Ochoa era mujer católica que, al igual que Gabriela Mistral, tenía la Biblia como libro de cabecera. La cita continuamente y le dedica amplio espacio en toda su poesía.
El largo poema de 17 páginas, encabezado con el título Creación, asesta un golpe de muerte a los teóricos de la evolución y afirma las primeras páginas del Génesis que hablan de la creación del Universo y la creación del hombre como obra de Dios.
Primero fue la luz,
blancura incandescente,
ahora,
después de millones de siglos,
hacia la luz perfecta caminamos,
sin saberlo.
Sobre el vértigo del caos
flotaba el sueño de Dios;
de sus ojos fluían hebras de vida inagotable.
En Las urgencias de Dios, primer libro de la autora escrito cuando tenía 19 años, lamenta la carencia de enseñanza religiosa en el seno familiar. En primera página del libro escribe: “Si cuando niña se me hubiera dicho: ante Dios afloja la rodilla y baja el rostro, yo hubiera obedecido”.
Encontró a Dios por sí misma, enfrentándose a solas con el misterio. Como lo escribió otro gran poeta, Rabindranath Tagore, el nombre de Dios está siempre resonando por el mundo, y sólo no lo oye el que es voluntariamente ciego.
Ochoa oyó su nombre, le hizo nido en el corazón. En Canción de Moisés confiesa: “Yo he conocido a Dios, señores, estuve sumergida en su piel, traspasada por Él, esquiva a todo lo que no fuera su turbulenta llamarada, uncido el yugo espiritual a la cerviz del alma”.
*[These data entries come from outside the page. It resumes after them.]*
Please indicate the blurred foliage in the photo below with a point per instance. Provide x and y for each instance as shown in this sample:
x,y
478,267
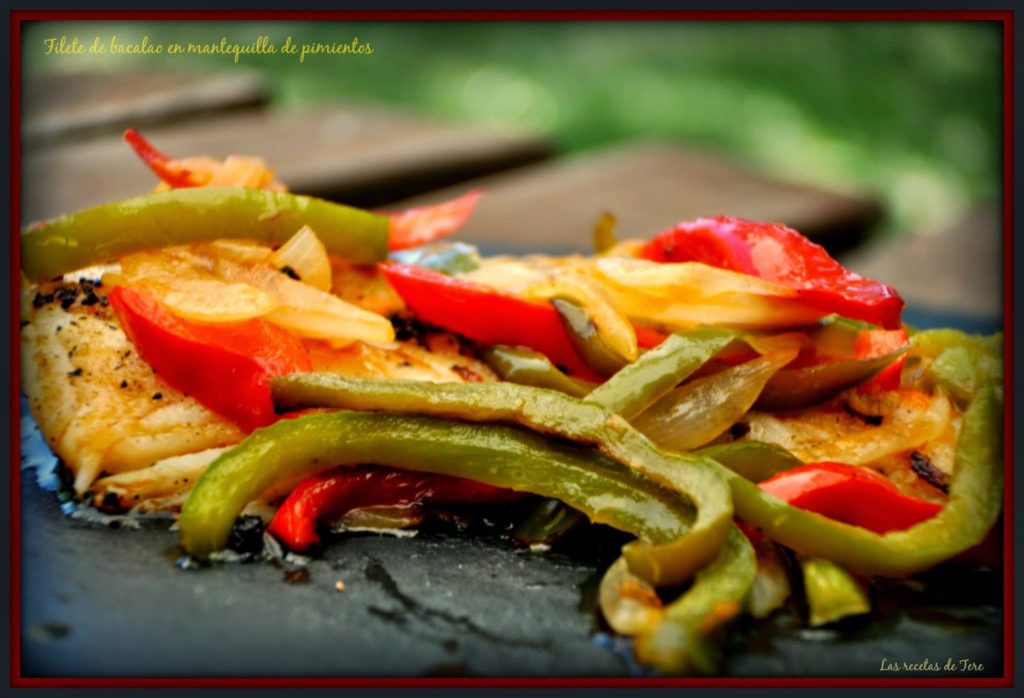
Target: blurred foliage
x,y
908,111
En esas mismas páginas insiste:
“Porque yo estuve loca por Dios,
anduve trastornada por él,
arrojando el anzuelo de
mi lengua
para alcanzar su oído.
Donde Ochoa afirma la realidad de Dios y su interiorización del Ser divino con más amplitud es en el poema El crepúsculo doraba las Kasbahs, dedicado a Esther Hernández en el libro Los días delirantes; y en otro del mismo capítulo, donde dice:
¡Qué me traigan palabras, para hablarte, Señor!
Tú eres lo inabarcable, lo innombrado.
Tú eres la esencia en la que se mueve el universo.
Los prudentes y los precipitados pensamientos.